伊豆路=伊豆に来たら「地魚!」 (伊東市、県定置漁業協会専務理事・西野朝善)

2017年06月18日

 定置協会では、県水産技術研究所伊豆分場と協力し、地魚の消費拡大のため、伊東市内をはじめ伊豆半島各地の旅館・ホテル・関係機関へ地魚の取り扱い増加・普及を目指し、打ち合わせや説明会を開催してきましたが、結果を得るには難しい状況が続きました。

 そこで伊豆分場とともに「地魚を地域資源として活用し、地域経済の核となるような取り組み」について、いとう漁協、伊東市役所、伊東商工会議所の関係各機関に提案したところ、賛同を得て「伊豆いとう地魚王国」を立ち上げてもらいました。私も初代の国王に就任、生産者・流通業者・消費者が一体となり、関係者自らが取り組む事業を計画・検討し、提案しました。

 3年目を迎え会員も増加、いろいろな取り組みも見られるようになりました。例えば、地魚をメーンに扱う魚屋さんや飲食店などのSNSを通じた情報発信、地元産サバすり身を使用した商品の開発・販売、エイなど今まで廃棄されていた地魚を活用した飲食店など、今までにない取り組みが見受けられるようになり、大変うれしく思っています。

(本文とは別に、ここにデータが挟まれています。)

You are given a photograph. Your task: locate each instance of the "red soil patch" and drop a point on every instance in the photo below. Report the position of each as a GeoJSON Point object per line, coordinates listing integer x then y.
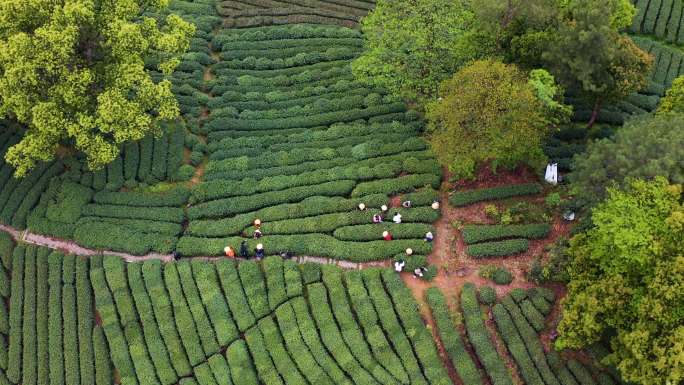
{"type": "Point", "coordinates": [486, 178]}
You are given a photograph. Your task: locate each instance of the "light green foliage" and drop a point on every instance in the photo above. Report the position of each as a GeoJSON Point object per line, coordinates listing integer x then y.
{"type": "Point", "coordinates": [549, 92]}
{"type": "Point", "coordinates": [488, 110]}
{"type": "Point", "coordinates": [590, 57]}
{"type": "Point", "coordinates": [74, 74]}
{"type": "Point", "coordinates": [643, 148]}
{"type": "Point", "coordinates": [674, 98]}
{"type": "Point", "coordinates": [627, 276]}
{"type": "Point", "coordinates": [411, 46]}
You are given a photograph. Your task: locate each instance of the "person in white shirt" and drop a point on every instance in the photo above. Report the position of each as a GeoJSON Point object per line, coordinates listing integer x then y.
{"type": "Point", "coordinates": [397, 218]}
{"type": "Point", "coordinates": [399, 265]}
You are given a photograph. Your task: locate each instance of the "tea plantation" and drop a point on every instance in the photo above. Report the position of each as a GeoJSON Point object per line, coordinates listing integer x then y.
{"type": "Point", "coordinates": [275, 127]}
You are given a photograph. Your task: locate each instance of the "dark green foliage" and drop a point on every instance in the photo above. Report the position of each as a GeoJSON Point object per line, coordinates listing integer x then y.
{"type": "Point", "coordinates": [199, 311]}
{"type": "Point", "coordinates": [163, 312]}
{"type": "Point", "coordinates": [215, 302]}
{"type": "Point", "coordinates": [103, 366]}
{"type": "Point", "coordinates": [241, 368]}
{"type": "Point", "coordinates": [498, 249]}
{"type": "Point", "coordinates": [478, 336]}
{"type": "Point", "coordinates": [84, 301]}
{"type": "Point", "coordinates": [29, 342]}
{"type": "Point", "coordinates": [502, 276]}
{"type": "Point", "coordinates": [153, 340]}
{"type": "Point", "coordinates": [183, 316]}
{"type": "Point", "coordinates": [6, 247]}
{"type": "Point", "coordinates": [55, 341]}
{"type": "Point", "coordinates": [42, 314]}
{"type": "Point", "coordinates": [451, 338]}
{"type": "Point", "coordinates": [423, 343]}
{"type": "Point", "coordinates": [275, 281]}
{"type": "Point", "coordinates": [487, 295]}
{"type": "Point", "coordinates": [464, 198]}
{"type": "Point", "coordinates": [481, 233]}
{"type": "Point", "coordinates": [235, 296]}
{"type": "Point", "coordinates": [16, 319]}
{"type": "Point", "coordinates": [516, 346]}
{"type": "Point", "coordinates": [253, 283]}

 「伊豆いとう地魚王国」の名の通り、地元での活動が伊豆半島全体に広がり、伊豆に来たらまず「地魚!」となるよう、今後も地道に活動を進めていきたいと思います。

 私たち定置漁業者は自らをはじめ、流通業者・飲食店・宿泊業などの地魚を提供する方々や消費者の皆さん全員が「地魚」の価値を認めていただいて、初めて漁業の再生産が可能になり、地域経済に貢献できるものと考えています。読者の皆さんが「地魚」を食べる時、関係者のことを少しだけ考えてもらうだけで、さらにおいしく食べることができるものと信じています。